Caso os números de Najafi sejam precisos, isso significaria que um mínimo de cerca de 850 mil votos estão sujeitos a recontagem, o que representa aproximadamente 15% da votação total até o momento. Esses resultados mostram Karzai com 3.009.559 de um total de 5.545.149 votos válidos. Não se sabe ao certo quantos votos poderão acabar sendo anulados.

Embora haja postos de votação em cada uma das 34 províncias do Afeganistão sujeitos à recontagem e à investigação, Najafi diz que, entre as províncias com a maior quantidade de urnas afetadas estão Kandahar, Paktika, Faryab e Cabul, nas quais Karzai venceu, e Badghis e Ghor, onde o vencedor foi Abdullah. A província de Ghazni, onde o terceiro colocado, Ramazan Bashardost, vence Karzai por uma estreita margem, também tem postos de votação que estarão sujeitos a uma recontagem.

Najafi deu a entender que um segundo turno talvez só seria possível na próxima primavera do hemisfério norte.

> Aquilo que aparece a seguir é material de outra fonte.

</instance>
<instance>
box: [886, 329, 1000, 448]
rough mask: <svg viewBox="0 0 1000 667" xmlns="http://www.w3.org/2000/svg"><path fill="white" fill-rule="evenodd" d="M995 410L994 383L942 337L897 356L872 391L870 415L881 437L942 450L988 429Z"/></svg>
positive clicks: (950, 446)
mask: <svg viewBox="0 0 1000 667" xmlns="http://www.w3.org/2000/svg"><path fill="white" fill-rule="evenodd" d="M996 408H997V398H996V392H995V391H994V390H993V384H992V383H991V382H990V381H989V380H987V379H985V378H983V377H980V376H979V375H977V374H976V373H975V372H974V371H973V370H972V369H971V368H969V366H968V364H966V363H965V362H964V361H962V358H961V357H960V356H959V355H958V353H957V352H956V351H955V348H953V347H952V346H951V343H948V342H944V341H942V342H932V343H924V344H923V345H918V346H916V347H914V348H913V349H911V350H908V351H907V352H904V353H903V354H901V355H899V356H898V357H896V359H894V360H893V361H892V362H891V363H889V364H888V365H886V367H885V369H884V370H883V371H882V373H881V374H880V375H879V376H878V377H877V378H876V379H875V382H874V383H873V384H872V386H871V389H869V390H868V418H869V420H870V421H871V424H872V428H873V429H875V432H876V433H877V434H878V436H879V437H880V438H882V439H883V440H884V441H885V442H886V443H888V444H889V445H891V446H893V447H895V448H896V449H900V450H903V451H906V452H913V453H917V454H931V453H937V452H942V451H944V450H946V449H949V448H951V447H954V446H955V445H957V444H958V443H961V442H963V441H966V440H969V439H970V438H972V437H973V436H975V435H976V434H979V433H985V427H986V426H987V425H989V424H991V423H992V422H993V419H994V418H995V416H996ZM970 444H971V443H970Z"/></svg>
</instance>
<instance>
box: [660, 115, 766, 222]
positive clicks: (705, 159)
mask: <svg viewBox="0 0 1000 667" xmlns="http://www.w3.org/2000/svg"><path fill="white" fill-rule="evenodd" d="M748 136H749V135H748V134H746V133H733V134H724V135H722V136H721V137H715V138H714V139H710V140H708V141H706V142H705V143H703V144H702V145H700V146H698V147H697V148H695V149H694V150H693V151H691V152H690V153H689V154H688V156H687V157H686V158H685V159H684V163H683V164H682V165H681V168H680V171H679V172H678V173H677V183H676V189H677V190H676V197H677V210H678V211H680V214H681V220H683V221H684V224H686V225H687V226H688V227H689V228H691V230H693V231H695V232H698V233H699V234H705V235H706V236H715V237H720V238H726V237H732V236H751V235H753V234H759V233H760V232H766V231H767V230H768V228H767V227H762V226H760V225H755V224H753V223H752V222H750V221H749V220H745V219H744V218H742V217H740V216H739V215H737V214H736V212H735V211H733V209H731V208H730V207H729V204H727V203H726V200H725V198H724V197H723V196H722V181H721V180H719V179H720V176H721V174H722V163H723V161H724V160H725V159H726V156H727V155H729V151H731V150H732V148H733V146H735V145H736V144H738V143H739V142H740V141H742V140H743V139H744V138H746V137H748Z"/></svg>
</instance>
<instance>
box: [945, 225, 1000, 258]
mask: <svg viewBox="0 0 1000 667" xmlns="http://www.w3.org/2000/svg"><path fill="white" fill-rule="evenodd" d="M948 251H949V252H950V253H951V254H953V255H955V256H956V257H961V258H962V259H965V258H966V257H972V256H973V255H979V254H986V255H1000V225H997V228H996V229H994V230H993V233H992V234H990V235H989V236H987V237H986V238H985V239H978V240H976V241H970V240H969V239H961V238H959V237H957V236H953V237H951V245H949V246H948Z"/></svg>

Ele afirmou que poderá ser necessário um mês e meio para a conclusão da recontagem e da investigação, e acrescentou que os resultados precisariam ser certificados até a segunda semana de outubro para que houvesse um segundo turno em outubro.

"Se demorarmos mais do que isso, a neve chegará e não será possível realizar eleições", explicou Najafi.

O porta-voz de Abdullah disse que a recontagem foi um "passo positivo", mas afirmou que é necessário que mais votos sejam recontados.

"A fraude foi muito mais ampla", acusou o porta-voz, Fazel Sancharaki.
Os oponentes de Karzai acreditam que a votação real no presidente, depois que os votos fraudulentos forem descartados, ficará pelo menos vários pontos percentuais abaixo dos 50%.

Waheed Omer, um porta-voz da campanha de Karzai, disse estar convicto de que Karzai ainda terá mais de 50% dos votos depois que as cédulas fraudulentas forem descartadas.

Mas Omer não respondeu diretamente quando lhe perguntaram se Karzai aceitaria incondicionalmente os resultados finais, que precisam ser endossados pela comissão de queixas.

"Caso isso seja feito de forma transparente, e de uma maneira responsável, e se a nossa voz for ouvida, esse será um processo que nós respeitaremos e, sem dúvida aceitaremos, o resultado", disse ele.